また当社は、ビフィズス菌の中でもヒトの腸管に特徴的に生息する種を「ヒト常在性ビフィズス菌(Human-Residential Bifidobacteria、HRB)」と命名しました。ヒトの腸内にすむビフィズス菌は、1500万年以上にわたり、ヒトの祖先と共に進化を遂げてきたことが示唆されています。こうした長い共進化の過程は、HRBがヒトの健康にとって極めて重要な役割を担ってきたことを示す一つの証拠だと考えています。
※1 長野県松本市との包括連携協定
2021年に松本市と「包括連携協定」を締結しました。機能性素材の臨床試験をはじめ、地域社会との共生とともに、地域の皆さまの健康を支える取組みを進めております。
https://www.morinagamilk.co.jp/release/newsentry-3776.html
※2 長野県松本市立病院との共同での研究
当社は、2019年より、松本市立病院、松本市とともに、「赤ちゃんの健康に関する調査と松本市民の出産育児を支援する取組み」を開始しました。
https://www.morinagamilk.co.jp/release/newsentry-3239.html
※3 論文タイトル・著者
Arai S, Hiraku A, Nakata S, et al. Effects of Bifidobacterium infantis M-63 on Gut Environment and Bowel Function during Weaning: RCT. Pediatr Res. Published online April 29, 2026.

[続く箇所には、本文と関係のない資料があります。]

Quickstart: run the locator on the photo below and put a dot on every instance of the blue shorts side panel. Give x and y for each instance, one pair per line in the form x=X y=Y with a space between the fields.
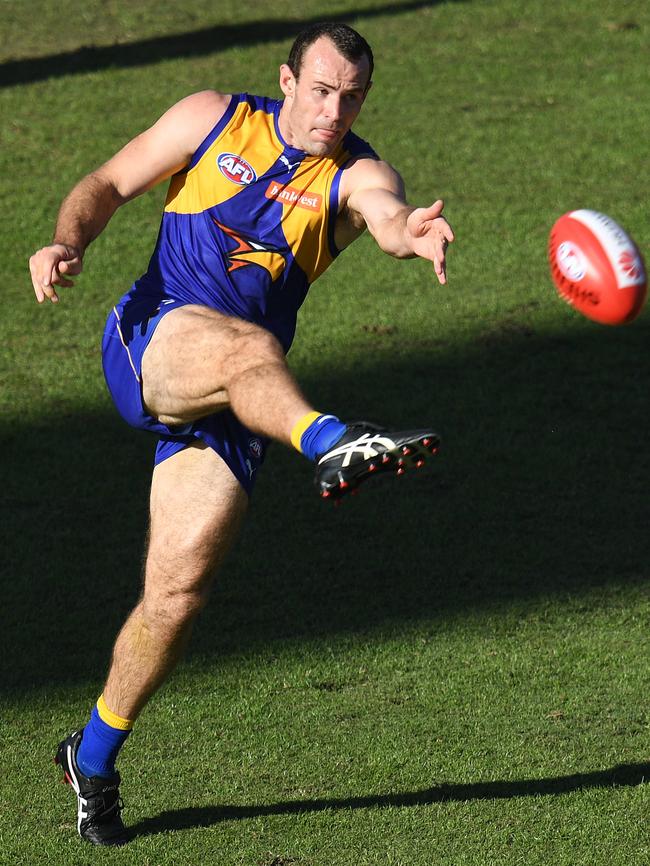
x=129 y=329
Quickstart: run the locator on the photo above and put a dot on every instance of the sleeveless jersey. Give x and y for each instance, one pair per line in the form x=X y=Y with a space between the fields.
x=248 y=225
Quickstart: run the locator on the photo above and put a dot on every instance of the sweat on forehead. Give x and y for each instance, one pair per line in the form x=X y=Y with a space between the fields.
x=350 y=44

https://doi.org/10.1038/s41390-026-04960-2
※4 短鎖脂肪酸
ビフィズス菌などの腸内細菌が、オリゴ糖や食物繊維をエサとして大腸で産生する代謝産物で、「酢酸」「プロピオン酸」「酪酸」などを指します。短鎖脂肪酸は、大腸上皮細胞の主要なエネルギー源となるほか、腸内環境の維持や免疫機能への良好な働きが報告されており、健康に役立つ成分として注目されています。
※5 引用文献
Hiraku A, Nakata S, Murata M, et al. Early Probiotic Supplementation of Healthy Term Infants with Bifidobacterium longum subsp. infantis M-63 Is Safe and Leads to the Development of Bifidobacterium-Predominant Gut Microbiota: A Double-Blind, Placebo-Controlled Trial. Nutrients. 2023;15(6):1402. Published 2023 Mar 14. doi:10.3390/nu15061402
※6 引用文献
Xu C, Odamaki T, Hiraku A, et al. Anti-inflammatory effects of Bifidobacterium infantis M-63 during the early postnatal period in term infants. Pediatr Res. Published online July 18, 2025. doi:10.1038/s41390-025-04263-y
※7 GRAS (Generally Recognized as Safe)
米国にて新規に使用される食品原料に関して、該当素材の食品素材としての安全性を専門家が評価し、素材の特徴、製造工程、品質管理、製品スペック、使用実績、臨床試験結果等の項目が検討されます。GRAS は米国内で食品の原料となる素材を販売する際に必要となります。ビフィズス菌M-63は、2022年に一般食品向け用途と乳児向けの用途でGRASを取得しました。
※8 新食品原料登録
中国で伝統的な食習慣を持たない食品原料を中国国内で販売するために必要な制度です。特に3歳未満を対象とした乳幼児用食品に使用可能な原料は、食品原料としての特性を備え、栄養面や健康面と共に、安全面における厳しい基準を満たす必要があると決められています。ビフィズス菌M-63は、2024年に新食品原料に登録されました。